— Как, говоришь, тебя зовут? — спросил Харри.
— Магнус.
— Фамилия?
— Скарре. — В голосе следователя слышалось раздражение. — Можно было и запомнить…
— Нет, Скарре, я не запомнил. А вот ты постарайся запомнить, что я сейчас тебе скажу. Когда следователю приходится работать с преднамеренным, а значит, хорошо спланированным убийством, он знает, что у преступника масса преимуществ. Он может подчистить следы, обзавестись неплохим алиби на момент убийства, избавиться от орудия преступления и так далее. Но одного преступник от следователя скрыть не может. Чего?
Магнус Скарре дважды моргнул.
— Мотива, — сам ответил Харри на вопрос. — Прописная ведь истина? Мотив. Именно с него мы начинаем оперативное расследование. Настолько фундаментальное понятие, что про него порой забывают. Пока однажды не появится воплощение самого страшного кошмара следователя — преступник без мотива. Вернее, с таким мотивом, который не укладывается в человеческой голове.
— Холе, вы рисуете черта на стене. — Скарре посмотрел на остальных. — Мы ведь еще не знаем, что за мотив у этих преступлений.
Теперь кашлянул Том Волер.
Мёллер заметил, что Харри стиснул зубы.
— Он прав, — сказал Волер.
— Разумеется, я прав, — откликнулся Скарре. — Это ведь очевидно…
— Замолчи, Скарре, — оборвал его Волер. — Прав инспектор Холе. Над этими делами мы работаем уже десять и пять дней соответственно. И до сих пор мы не обнаружили между жертвами никакой связи. До сих пор. А когда единственная связь между жертвами — это то, как их лишают жизни, а также ритуалы и какие-то закодированные послания, в голову приходит слово, которое я бы рекомендовал вслух не произносить, но и не забывать. А еще я рекомендовал бы Скарре и остальным недавним выпускникам полицейской академии закрывать рты и открывать уши, когда говорит Холе.
В комнате стало тихо.
Мёллер увидел, что Харри пристально смотрит на Волера.
— Подытожим, — сказал Мёллер. — Теперь вам будет еще сложнее: продолжаем усиленно работать над двумя отдельными убийствами и рисуем на стене большого, толстого и страшного черта. Никто, кроме меня, с журналистами не говорит. Следующая планерка — в пять. Вперед!
В лучах прожектора стоял мужчина в элегантном твидовом костюме. Поигрывая изогнутой трубкой и покачиваясь с пятки на носок, он надменным взглядом мерил оборванку перед собой.
— Сколько вы думаете платить мне за уроки? — обратился он к ней.

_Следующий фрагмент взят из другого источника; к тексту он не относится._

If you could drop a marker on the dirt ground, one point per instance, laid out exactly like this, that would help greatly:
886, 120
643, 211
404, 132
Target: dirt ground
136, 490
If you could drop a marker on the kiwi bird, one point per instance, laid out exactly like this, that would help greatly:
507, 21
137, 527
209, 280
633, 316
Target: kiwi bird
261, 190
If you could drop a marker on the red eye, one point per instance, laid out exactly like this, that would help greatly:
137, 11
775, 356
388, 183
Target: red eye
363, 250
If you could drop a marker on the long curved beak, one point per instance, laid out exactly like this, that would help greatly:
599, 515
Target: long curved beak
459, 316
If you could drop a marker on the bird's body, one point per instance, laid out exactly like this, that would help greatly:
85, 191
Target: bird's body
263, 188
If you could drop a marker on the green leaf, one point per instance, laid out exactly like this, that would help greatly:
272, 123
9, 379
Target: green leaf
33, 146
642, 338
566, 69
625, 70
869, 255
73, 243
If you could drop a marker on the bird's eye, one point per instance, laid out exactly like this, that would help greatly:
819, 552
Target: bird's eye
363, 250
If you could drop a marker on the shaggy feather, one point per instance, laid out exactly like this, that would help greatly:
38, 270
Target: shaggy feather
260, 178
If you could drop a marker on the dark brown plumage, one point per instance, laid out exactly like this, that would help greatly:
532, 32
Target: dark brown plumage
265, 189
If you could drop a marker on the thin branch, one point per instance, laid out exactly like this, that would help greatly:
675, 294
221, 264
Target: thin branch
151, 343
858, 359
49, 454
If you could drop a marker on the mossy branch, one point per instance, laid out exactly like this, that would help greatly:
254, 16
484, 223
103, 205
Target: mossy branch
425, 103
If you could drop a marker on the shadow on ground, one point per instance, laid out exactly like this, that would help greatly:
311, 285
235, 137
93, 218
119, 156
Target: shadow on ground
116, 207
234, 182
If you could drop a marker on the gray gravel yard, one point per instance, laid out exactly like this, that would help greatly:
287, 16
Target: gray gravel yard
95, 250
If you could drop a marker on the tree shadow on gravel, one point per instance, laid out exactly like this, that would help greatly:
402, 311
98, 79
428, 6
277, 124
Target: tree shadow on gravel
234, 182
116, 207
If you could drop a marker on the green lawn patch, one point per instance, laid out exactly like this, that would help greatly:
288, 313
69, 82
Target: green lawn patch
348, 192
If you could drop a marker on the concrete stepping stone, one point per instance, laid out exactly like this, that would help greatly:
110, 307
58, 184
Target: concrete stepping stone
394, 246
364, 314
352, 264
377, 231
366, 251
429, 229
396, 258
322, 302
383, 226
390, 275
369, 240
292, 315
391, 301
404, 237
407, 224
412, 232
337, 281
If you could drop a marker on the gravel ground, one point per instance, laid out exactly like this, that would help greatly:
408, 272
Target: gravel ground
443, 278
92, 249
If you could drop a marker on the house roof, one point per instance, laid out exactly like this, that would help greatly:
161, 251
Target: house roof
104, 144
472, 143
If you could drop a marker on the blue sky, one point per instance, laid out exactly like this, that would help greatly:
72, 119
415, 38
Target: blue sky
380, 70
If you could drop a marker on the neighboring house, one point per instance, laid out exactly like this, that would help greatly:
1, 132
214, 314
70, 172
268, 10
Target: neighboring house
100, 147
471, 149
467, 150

Оборванка тряхнула головой и, уперев руки в боки, ответила:
— Да уж я знаю, сколько полагается. Одна моя подружка учится по-французски у самого настоящего француза, так он с нее берет восемнадцать пенсов в час. Но с вашей стороны бессовестно было бы столько запрашивать, — ведь то француз, а вы меня будете учить моему родному языку; так что больше шиллинга я платить не собираюсь. Не хотите — не надо.[12]
Вилли Барли сидел в полумраке двенадцатого ряда и не сдерживал слез. Они стекали по шее и, миновав расстегнутый ворот рубашки из тайского шелка, текли дальше — по груди и животу. Не переставая. Он сидел зажав рот ладонью, чтобы всхлипывания не отвлекали актеров и режиссера в пятом ряду.